How organising medical files & good preparation is important to your medical negligence trial
- Jan
- 11
- Posted by medifile
- Posted in Medical Records Pagination
- 0
In a clinical negligence case (also known as medical negligence, the principle source of evidence is what is contained within the contemporaneous medical records. This is due to the fact medical files are created at the time or near to the time that an event happened and therefore should give a precise understanding of what took place.
It is therefore essential, that when health professionals record what care and treatment was provided, they do so quickly and file accurately details of their assessment, what treatment was given, what investigations were performed, what was discussed with the patient and what the plan of care was in moving forward. Records must be readable and should include specifics of who recorded the information as well as being dated and timed, although this is unfortunately not always the case.
From a legal perspective, when a solicitor takes instructions on their client’s case, they have to then apply for ALL medical records relevant to the treatment they received. Once obtained, these may then be sorted into a rational format and indexed into sections and page numbered accordingly. This allows those working on the case to navigate the records with ease. A chronology will pinpoint the salient facts within the records which will assist your expert in directing them to the relevant notes to enable them to make their report.
When indexing the medical files, it is important to put the details which will fundamentally contain the main substance of your client’s care & treatment towards the front of the bundle (medical records, nursing evaluation notes and medical correspondence). This ensures that when arranging a chronology, the details can be pulled out of the medical bundle at an early stage and all other elements of care and treatment then be added and padded around the case, like microbiology or radiology results or information on problems with consent to operations.
Having the medical records organised like this prior to commencing substantive investigations will also mean that any records which appear to be missing can be obtained and put into the bundle and all radiology may be checked off against what’s indicated within the records and what is provided for on disc by the treating hospital or dentistry surgery.
When getting Doctor files, it is not sufficient simply to get hold of the computerised records. Complete records are essential even if they’re not relevant. Your client may have an underlying condition going back before systems went computerised and it is important for the expert and solicitor to have the complete picture of the client’s past history and family and social history where relevant.
When getting Dental records, similarly, both computerised and written records must be provided and radiology should be required for the sake of completeness.
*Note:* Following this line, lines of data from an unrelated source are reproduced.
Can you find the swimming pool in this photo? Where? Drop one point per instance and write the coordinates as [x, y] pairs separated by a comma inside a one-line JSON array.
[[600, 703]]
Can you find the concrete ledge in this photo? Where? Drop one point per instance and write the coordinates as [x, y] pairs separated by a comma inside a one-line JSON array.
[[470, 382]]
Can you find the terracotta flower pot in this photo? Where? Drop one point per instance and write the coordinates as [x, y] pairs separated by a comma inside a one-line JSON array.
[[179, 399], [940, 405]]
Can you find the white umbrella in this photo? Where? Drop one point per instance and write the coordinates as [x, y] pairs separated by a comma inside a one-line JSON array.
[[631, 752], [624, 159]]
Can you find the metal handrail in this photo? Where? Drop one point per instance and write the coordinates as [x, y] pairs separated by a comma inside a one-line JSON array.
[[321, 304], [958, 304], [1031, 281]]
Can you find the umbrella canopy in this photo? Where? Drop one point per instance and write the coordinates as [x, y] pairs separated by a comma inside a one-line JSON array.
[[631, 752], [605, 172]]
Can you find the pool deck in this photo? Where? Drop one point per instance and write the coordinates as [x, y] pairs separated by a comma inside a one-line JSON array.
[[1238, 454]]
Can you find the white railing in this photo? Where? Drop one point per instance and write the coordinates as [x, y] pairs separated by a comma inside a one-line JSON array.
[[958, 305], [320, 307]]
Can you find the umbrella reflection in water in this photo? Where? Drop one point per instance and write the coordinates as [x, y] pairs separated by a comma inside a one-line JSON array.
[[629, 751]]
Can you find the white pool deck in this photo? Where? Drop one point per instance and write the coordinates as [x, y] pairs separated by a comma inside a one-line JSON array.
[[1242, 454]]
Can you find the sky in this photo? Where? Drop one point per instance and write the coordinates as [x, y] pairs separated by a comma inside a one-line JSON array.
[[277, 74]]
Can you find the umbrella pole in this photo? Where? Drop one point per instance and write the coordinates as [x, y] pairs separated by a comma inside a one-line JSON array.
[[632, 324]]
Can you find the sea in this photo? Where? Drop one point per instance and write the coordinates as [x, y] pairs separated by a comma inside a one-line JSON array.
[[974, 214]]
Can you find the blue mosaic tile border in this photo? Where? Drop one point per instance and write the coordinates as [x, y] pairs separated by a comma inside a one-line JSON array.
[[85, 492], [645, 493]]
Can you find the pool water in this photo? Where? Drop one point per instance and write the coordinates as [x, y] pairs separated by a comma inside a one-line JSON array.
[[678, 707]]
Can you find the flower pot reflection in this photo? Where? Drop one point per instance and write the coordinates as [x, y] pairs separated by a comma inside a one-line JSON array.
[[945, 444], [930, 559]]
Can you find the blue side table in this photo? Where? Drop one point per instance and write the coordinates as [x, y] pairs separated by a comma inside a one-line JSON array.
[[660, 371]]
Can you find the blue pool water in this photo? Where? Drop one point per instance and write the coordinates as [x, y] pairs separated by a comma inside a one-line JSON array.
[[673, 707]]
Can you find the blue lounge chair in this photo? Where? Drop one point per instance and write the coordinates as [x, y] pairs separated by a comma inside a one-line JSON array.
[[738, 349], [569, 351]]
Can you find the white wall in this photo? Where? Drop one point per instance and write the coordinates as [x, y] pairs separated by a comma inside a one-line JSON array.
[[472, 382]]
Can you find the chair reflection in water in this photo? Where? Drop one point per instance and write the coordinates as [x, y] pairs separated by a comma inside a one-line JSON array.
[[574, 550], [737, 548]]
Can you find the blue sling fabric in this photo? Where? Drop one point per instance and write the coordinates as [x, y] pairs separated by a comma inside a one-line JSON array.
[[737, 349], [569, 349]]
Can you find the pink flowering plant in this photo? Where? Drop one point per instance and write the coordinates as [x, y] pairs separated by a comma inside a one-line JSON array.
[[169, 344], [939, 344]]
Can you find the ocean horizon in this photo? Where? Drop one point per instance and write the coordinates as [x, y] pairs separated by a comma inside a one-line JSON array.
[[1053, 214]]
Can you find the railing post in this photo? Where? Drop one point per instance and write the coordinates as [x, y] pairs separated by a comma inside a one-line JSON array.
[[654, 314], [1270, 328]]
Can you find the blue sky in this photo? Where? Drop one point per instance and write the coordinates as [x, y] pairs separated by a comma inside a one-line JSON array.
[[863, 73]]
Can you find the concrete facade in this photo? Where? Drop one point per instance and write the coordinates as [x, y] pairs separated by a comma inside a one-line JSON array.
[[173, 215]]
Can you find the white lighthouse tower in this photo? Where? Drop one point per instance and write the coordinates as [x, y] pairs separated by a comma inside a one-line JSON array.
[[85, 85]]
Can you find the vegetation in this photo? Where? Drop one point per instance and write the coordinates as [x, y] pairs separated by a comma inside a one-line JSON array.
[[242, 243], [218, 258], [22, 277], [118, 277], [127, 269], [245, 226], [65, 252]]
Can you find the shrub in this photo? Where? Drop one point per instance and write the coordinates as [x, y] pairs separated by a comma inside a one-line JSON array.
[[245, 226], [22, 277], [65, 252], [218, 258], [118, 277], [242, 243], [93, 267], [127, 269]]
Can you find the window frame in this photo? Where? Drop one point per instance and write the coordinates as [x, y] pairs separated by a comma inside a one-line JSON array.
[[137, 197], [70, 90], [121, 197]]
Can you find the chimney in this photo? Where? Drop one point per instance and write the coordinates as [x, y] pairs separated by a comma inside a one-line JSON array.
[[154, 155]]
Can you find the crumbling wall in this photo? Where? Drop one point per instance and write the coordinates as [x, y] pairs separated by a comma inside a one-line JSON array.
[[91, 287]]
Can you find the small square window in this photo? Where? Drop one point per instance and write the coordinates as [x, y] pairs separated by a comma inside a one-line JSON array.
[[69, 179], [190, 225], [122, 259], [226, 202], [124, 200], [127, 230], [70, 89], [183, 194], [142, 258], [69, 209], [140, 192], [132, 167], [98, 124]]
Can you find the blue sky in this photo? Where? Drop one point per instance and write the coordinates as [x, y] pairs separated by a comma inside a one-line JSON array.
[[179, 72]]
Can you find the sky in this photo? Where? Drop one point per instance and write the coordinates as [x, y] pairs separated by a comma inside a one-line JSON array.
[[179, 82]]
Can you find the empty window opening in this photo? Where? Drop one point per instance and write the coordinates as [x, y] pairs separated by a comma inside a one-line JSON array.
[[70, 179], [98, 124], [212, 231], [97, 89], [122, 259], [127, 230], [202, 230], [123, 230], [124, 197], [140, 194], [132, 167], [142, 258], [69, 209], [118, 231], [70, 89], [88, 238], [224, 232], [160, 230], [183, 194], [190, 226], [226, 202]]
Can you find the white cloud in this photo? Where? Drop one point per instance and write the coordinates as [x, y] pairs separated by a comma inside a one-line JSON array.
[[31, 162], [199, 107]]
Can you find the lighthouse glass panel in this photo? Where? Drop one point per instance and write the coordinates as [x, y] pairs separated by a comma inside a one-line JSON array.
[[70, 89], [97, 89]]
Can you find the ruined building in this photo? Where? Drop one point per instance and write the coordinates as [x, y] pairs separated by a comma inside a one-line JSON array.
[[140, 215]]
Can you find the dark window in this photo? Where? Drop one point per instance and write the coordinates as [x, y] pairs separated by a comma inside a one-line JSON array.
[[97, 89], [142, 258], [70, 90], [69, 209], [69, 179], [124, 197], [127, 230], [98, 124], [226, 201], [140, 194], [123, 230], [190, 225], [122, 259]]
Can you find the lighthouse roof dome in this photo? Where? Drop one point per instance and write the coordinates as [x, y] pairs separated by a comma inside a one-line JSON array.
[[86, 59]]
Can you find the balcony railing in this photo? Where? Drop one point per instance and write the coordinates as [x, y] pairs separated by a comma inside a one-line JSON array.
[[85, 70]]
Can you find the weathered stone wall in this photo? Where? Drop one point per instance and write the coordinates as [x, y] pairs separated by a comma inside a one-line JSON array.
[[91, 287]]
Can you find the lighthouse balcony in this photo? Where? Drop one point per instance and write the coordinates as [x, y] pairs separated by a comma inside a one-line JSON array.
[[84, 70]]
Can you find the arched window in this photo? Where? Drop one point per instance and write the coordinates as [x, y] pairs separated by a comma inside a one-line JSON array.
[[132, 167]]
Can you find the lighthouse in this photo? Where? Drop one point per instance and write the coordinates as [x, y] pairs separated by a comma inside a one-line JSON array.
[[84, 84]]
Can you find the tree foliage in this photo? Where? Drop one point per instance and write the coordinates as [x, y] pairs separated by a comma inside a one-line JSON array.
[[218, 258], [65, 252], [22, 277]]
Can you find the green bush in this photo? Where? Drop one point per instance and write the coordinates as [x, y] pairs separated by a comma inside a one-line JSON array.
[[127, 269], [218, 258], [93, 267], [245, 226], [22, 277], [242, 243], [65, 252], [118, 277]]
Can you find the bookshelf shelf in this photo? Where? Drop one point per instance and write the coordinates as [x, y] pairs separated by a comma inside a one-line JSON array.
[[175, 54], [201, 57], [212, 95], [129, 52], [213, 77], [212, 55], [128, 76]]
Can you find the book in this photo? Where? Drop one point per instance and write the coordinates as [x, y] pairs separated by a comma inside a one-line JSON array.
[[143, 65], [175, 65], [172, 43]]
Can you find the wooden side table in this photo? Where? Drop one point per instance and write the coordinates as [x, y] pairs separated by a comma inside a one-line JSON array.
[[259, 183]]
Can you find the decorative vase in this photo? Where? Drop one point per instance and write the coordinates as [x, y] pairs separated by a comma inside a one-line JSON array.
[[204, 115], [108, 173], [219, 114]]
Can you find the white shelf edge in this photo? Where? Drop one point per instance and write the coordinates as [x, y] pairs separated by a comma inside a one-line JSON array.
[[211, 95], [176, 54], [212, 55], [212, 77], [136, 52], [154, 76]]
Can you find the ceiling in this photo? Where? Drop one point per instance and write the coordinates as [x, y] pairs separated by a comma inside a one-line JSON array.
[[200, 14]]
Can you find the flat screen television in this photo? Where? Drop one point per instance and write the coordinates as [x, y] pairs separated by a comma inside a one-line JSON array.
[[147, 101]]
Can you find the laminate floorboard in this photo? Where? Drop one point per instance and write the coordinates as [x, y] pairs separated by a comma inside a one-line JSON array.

Hospital records must also be obtained in their entirety where it relates to a birth injury, both mother & baby documents should be requested. Further, where out-patient care is arranged by a hospital, such as physiotherapy treatment or district nurse care, these records also need to be obtained so that both solicitor and expert have a total & detailed understanding of the followup care setup and or given. Where a patient has passed away while in care, pathology reports and the post mortem report should be acquired. When a complaint has been made, all complaints reports as well as correspondence should be provided. Where protocols are referred to within the records, these need to be obtained as these can help in assessing the standard of care expected and whether treatment and care has fallen below those standards.
In preparing the case thoroughly at the beginning and collating all the relevant records will make sure that those issues which your client has instructed you on can be explored from an early stage giving your client the very best prospects of dealing with their case thoroughly.
Thorough preparation of medical records will not only help you, your medical expert, and lawyer you instruct, as well as the court; it will help your client in making certain no stone is left unturned in the pursuit of establishing a successful case.